OAKLAND, Calif. (PAI) — There’s an old right-wing economists’ saying, “There’s no such thing as a free lunch.” Well, a jury here has turned that around and told Wal-Mart that there’s no such thing as a free — unpaid — lunch hour.

In a Dec. 22 decision in Alameda County Superior Court, jurors ordered the anti-worker behemoth to pay 116,000 present and former workers $57 million in back wages they lost, plus $115 million in damages, because the company refused to give them paid time for lunch, as California law requires. The workers toiled there from 2003 to 2005.

The ruling was applauded by WakeUpWalMart.com, but set off a long debate among bloggers on the web site, complete with invective by Wal-Mart supporters.

“Current and former Wal-Mart workers will finally get the justice they deserve and rightfully earned. It is a sad day when Wal-Mart provides these so-called low prices by exploiting their workers and even the law,” said Paul Blank, executive director of WakeUpWalMart.com.

“The size of this verdict speaks loudly to the disdain Americans have for multi-billion-dollar companies’ needlessly exploiting their workers. Furthermore, this lawsuit is just the beginning of other class action lawsuits highlighting Wal-Mart’s practice of unfairly or illegally exploiting their workers.”

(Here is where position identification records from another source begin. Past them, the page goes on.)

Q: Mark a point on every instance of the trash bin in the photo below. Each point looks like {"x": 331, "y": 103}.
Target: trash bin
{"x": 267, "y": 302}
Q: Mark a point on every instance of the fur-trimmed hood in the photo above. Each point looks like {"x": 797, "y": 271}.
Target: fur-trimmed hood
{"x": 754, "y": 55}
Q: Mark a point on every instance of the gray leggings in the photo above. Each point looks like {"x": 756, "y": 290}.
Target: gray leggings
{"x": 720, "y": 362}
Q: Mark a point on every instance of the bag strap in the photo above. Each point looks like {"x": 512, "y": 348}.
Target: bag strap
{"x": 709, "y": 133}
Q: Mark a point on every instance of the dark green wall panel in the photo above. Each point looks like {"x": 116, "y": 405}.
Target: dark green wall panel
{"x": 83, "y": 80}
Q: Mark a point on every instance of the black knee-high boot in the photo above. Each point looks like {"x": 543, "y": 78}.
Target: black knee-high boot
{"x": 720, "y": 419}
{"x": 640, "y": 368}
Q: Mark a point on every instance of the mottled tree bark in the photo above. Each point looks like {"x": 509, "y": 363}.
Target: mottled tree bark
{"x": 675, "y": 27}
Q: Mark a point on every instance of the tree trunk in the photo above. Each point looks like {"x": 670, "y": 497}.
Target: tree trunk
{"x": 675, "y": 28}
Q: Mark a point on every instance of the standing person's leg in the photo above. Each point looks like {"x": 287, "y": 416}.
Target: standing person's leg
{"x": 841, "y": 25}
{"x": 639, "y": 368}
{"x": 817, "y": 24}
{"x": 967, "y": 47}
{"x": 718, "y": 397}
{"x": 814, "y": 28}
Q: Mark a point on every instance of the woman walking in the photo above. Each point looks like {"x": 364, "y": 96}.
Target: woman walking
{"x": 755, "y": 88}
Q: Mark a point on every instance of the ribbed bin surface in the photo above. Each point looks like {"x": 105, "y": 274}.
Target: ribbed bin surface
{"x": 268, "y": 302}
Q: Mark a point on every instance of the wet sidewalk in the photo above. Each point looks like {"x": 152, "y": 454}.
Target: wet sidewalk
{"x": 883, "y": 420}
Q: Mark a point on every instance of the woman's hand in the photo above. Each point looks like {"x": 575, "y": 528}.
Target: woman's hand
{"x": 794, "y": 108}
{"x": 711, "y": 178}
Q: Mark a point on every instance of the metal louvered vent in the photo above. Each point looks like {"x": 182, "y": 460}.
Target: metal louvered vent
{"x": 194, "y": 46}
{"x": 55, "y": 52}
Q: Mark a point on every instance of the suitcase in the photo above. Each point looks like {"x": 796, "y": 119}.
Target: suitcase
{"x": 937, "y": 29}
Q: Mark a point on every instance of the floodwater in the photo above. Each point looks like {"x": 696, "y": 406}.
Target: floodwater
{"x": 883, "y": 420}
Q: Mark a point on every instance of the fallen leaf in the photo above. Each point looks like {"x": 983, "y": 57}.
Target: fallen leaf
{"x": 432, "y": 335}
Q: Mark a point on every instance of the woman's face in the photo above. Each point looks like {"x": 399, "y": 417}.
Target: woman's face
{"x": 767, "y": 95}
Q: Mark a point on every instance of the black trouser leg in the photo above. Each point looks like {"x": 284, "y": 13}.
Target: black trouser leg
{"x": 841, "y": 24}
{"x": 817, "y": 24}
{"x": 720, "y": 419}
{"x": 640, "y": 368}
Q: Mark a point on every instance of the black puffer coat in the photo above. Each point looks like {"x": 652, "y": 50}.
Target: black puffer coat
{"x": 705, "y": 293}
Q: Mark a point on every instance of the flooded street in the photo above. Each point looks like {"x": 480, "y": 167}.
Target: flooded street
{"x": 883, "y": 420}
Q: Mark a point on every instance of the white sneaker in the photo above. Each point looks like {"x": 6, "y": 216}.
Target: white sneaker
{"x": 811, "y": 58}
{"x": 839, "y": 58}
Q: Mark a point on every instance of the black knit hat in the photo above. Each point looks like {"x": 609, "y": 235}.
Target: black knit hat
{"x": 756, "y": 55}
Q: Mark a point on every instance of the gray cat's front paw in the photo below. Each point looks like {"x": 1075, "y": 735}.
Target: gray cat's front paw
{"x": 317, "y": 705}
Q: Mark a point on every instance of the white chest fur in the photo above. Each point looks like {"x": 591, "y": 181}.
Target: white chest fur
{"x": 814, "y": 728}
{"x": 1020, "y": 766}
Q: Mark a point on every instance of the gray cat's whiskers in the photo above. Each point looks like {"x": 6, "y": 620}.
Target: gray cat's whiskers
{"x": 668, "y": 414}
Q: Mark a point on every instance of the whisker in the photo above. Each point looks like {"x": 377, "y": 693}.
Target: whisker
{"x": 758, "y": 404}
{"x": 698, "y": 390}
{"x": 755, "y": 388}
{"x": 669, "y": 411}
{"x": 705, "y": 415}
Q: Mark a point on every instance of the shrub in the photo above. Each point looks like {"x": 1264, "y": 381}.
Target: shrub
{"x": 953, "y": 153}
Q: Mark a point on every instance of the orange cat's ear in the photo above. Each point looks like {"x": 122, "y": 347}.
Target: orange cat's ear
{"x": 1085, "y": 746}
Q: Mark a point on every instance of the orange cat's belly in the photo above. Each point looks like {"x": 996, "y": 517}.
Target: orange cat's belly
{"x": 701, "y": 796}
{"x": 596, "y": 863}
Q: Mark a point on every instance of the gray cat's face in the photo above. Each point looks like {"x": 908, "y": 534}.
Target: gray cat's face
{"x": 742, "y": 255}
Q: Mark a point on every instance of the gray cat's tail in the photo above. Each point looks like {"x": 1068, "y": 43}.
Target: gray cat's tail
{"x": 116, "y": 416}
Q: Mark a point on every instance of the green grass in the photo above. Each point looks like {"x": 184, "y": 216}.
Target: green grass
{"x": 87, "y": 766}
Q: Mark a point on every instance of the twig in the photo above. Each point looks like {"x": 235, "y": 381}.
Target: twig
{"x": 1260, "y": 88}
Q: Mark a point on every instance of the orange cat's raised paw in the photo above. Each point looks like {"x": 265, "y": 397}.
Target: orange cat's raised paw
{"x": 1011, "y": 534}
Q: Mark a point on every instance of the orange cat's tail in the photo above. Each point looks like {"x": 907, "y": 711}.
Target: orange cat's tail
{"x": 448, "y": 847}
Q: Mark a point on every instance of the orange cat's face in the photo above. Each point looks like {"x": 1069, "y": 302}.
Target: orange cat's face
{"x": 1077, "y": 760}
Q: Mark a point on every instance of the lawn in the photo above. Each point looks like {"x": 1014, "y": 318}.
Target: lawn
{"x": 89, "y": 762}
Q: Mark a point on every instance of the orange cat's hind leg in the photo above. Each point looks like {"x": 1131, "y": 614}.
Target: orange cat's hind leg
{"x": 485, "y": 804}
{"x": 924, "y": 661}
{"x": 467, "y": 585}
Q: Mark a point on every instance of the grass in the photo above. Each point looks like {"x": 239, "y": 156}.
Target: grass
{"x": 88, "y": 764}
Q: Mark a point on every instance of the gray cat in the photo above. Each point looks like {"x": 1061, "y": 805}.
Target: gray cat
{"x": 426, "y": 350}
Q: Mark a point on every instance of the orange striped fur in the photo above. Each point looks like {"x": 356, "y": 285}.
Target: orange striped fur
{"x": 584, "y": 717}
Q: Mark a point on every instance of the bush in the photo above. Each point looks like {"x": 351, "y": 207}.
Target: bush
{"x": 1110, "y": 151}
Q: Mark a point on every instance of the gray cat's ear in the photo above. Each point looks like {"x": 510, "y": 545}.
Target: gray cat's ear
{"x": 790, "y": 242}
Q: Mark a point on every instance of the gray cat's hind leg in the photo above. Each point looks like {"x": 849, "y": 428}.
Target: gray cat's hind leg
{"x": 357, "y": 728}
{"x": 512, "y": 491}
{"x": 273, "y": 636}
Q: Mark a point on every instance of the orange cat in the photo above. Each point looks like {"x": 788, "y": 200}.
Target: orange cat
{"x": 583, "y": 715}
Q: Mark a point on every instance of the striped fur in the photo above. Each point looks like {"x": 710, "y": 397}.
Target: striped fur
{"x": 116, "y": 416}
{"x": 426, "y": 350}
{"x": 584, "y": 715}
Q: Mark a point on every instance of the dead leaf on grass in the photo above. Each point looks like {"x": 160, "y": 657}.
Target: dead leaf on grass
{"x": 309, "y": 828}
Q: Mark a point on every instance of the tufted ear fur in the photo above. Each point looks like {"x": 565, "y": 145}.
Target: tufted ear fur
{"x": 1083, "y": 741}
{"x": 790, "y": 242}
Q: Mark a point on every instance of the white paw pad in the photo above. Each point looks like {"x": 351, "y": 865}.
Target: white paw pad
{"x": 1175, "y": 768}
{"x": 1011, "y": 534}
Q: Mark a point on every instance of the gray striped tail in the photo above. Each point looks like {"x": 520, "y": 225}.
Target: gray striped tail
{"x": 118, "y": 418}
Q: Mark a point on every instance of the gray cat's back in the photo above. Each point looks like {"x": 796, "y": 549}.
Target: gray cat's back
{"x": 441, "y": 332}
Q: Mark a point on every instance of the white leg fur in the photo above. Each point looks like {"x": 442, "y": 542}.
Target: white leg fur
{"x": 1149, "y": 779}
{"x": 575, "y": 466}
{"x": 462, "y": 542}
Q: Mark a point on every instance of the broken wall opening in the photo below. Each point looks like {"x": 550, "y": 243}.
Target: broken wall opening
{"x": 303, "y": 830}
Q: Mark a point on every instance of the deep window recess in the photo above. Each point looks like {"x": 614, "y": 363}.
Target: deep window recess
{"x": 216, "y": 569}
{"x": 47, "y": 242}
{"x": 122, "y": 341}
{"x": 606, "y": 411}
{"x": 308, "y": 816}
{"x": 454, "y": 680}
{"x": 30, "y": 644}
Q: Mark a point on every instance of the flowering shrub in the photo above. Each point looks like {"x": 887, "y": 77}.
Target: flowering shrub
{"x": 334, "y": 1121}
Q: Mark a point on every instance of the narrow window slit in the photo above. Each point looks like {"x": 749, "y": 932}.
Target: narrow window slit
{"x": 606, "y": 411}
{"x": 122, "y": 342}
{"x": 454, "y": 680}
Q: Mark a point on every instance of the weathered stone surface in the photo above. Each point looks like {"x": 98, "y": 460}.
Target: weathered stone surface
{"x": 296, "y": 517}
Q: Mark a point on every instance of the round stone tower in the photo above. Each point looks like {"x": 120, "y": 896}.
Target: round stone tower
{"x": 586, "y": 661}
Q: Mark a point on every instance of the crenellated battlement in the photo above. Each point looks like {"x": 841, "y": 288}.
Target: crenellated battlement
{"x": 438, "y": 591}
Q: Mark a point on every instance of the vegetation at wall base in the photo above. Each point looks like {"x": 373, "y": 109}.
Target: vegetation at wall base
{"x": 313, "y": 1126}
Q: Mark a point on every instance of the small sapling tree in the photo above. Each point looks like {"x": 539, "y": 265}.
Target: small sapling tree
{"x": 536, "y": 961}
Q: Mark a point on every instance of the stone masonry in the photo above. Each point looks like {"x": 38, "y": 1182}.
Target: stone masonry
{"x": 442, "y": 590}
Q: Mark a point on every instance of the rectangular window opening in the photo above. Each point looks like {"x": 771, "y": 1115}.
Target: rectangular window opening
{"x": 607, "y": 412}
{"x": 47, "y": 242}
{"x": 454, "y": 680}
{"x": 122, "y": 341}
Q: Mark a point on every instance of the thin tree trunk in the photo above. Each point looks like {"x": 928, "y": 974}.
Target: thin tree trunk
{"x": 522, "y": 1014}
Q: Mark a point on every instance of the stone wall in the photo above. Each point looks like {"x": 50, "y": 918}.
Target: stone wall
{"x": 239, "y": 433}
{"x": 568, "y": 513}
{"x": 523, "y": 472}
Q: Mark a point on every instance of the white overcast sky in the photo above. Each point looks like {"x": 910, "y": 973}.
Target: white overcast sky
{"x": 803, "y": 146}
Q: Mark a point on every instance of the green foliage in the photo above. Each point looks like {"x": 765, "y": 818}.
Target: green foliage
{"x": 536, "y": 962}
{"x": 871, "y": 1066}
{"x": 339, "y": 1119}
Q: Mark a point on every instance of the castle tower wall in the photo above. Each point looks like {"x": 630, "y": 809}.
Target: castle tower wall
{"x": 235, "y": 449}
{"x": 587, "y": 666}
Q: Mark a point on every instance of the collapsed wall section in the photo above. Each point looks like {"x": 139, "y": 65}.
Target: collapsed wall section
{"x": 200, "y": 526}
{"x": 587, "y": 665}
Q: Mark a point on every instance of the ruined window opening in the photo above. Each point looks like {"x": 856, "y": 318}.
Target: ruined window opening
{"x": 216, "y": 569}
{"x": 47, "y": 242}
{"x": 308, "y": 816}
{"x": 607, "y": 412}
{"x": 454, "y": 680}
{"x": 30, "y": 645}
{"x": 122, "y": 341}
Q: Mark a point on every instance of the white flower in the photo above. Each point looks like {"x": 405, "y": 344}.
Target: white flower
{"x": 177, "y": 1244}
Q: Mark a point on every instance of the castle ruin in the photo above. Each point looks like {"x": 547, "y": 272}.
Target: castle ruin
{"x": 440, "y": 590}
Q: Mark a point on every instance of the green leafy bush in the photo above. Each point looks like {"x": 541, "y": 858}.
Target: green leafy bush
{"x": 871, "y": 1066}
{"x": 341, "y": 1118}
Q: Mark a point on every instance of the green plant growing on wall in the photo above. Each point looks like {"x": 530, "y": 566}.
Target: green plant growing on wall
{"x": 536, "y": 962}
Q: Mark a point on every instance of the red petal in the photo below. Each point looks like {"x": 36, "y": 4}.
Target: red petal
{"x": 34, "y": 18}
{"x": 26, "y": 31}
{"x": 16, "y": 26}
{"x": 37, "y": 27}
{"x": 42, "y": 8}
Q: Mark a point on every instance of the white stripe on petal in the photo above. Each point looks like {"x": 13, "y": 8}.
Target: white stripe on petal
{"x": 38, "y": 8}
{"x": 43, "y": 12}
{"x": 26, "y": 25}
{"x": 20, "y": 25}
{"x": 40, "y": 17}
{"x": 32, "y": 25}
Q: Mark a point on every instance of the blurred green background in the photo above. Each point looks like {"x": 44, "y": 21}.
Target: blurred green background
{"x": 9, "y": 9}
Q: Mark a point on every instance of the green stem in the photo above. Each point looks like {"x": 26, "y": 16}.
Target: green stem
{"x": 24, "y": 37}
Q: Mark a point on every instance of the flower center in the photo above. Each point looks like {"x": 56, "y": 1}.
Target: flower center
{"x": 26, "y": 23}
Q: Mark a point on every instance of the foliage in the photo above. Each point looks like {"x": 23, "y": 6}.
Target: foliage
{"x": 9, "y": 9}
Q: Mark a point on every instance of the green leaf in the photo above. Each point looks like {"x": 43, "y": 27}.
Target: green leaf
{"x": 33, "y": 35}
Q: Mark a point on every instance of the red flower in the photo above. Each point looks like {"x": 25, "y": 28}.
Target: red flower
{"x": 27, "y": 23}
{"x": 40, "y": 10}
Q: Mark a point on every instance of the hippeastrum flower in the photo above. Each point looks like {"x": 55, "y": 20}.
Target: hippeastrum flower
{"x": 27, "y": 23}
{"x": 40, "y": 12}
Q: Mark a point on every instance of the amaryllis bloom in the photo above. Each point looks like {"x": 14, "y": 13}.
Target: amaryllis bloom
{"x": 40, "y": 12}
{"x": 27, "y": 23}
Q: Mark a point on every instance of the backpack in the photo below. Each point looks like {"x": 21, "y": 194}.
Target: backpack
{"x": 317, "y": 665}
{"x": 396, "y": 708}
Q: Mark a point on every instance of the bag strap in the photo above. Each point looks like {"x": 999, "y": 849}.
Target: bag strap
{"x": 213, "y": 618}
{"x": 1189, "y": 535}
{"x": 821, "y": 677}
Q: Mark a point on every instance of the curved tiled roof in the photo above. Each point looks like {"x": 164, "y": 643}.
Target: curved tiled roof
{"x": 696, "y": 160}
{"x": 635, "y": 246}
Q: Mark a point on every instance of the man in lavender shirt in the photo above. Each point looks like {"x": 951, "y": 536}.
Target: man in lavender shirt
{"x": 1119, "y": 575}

The jurors decided Wal-Mart broke a five-year-old state law. The law requires employers to give 30-minute unpaid lunch breaks to workers who work at least six hours a day. But if they missed lunch — as they often were forced to do — they were supposed to get a full hour’s pay. They never got it. Wal-Mart claimed they had to ask for it first, and didn’t. Wal-Mart settled a similar suit in Colorado last year, paying workers $50 million.

The Oakland lawsuit, which took four years to get to trial, isn’t the only legal hot water Wal-Mart faces in the Golden State. Even Wal-Mart admits, in a filing with the federal Securities and Exchange Commission, that federal prosecutors and a grand jury in Los Angeles launched “a criminal investigation” in October on how the company is handling hazardous waste shipped from Los Angeles stores to its Las Vegas return center.

Wal-Mart said it usually moves hazardous materials to return centers, then takes them to sites approved for hazardous waste disposal. But the prosecutors told Wal-Mart it potentially violated the Resource Conservation and Recovery Act, which requires hazardous waste to be shipped straight to a disposal site via a certified hazardous waste carrier. “The company cannot predict the outcome of this matter or the amount of any possible loss or range of loss which may arise from this matter,” Wal-Mart told the SEC. Wal-Mart refused to say what the hazardous waste is.